Se si pensa che papa Benedetto XVI sia un santo, non si perde nulla se si spendono alcuni anni per riflettere su quella storia di santità

La richiesta presente, dunque, non rivela una particolare passione per la santità ma piuttosto si chiede che la Chiesa sanzioni le nostre convinzioni, le nostre emozioni, i nostri affetti. E invece. Se si pensa che papa Benedetto XVI sia un santo, non si perde nulla se si spendono alcuni anni per riflettere su quella storia di santità, per rendercene conto più a fondo. In modo che, quella figura sia davvero una figura che parla a tutti, e non solo ad alcuni: in fondo, è meglio una convinzione tranquilla di molti che una passione accesa di pochi.

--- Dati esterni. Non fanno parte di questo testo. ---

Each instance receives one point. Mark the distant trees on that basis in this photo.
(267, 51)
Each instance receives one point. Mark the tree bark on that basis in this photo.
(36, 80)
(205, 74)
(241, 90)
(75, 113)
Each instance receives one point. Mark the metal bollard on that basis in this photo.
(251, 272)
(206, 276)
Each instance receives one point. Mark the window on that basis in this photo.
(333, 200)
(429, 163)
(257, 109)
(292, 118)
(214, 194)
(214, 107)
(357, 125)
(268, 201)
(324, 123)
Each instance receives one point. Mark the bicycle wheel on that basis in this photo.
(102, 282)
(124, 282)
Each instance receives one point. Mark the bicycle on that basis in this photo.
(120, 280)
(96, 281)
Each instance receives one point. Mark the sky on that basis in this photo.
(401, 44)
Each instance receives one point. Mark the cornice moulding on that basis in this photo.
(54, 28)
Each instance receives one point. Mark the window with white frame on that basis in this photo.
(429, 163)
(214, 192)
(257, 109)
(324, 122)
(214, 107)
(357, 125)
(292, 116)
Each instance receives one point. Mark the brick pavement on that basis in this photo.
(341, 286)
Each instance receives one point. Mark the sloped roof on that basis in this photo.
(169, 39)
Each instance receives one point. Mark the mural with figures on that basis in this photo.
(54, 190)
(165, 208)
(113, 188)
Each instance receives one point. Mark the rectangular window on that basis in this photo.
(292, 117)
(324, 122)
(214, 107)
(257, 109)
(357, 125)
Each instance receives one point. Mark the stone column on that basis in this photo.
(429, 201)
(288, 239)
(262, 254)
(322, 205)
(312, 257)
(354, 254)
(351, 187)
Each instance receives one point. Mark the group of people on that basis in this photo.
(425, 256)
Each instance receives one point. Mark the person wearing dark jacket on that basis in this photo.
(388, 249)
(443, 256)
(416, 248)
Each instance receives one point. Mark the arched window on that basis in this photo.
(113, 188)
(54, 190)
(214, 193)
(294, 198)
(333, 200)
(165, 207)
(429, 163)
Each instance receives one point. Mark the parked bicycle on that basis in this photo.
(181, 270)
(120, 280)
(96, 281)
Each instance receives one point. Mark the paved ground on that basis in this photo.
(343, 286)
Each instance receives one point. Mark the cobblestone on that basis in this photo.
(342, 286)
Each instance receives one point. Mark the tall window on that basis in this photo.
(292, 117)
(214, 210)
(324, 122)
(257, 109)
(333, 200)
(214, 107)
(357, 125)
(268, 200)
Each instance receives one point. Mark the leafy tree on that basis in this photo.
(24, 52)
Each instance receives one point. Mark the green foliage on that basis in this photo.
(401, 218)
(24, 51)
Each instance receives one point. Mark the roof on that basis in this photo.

Insomma: è meglio che la Chiesa torni ai tempi della saggezza, tempi lunghi anche nel proclamare i suoi santi. Oltretutto, di santi ce n’è già tanti (e i Papi dei tempi vicini a noi sono quasi tutti santi) e io non sono più santo solo perché la Chiesa ha proclamato, in tutto fretta, un nuovo santo. Santo è possibile. Ma non subito.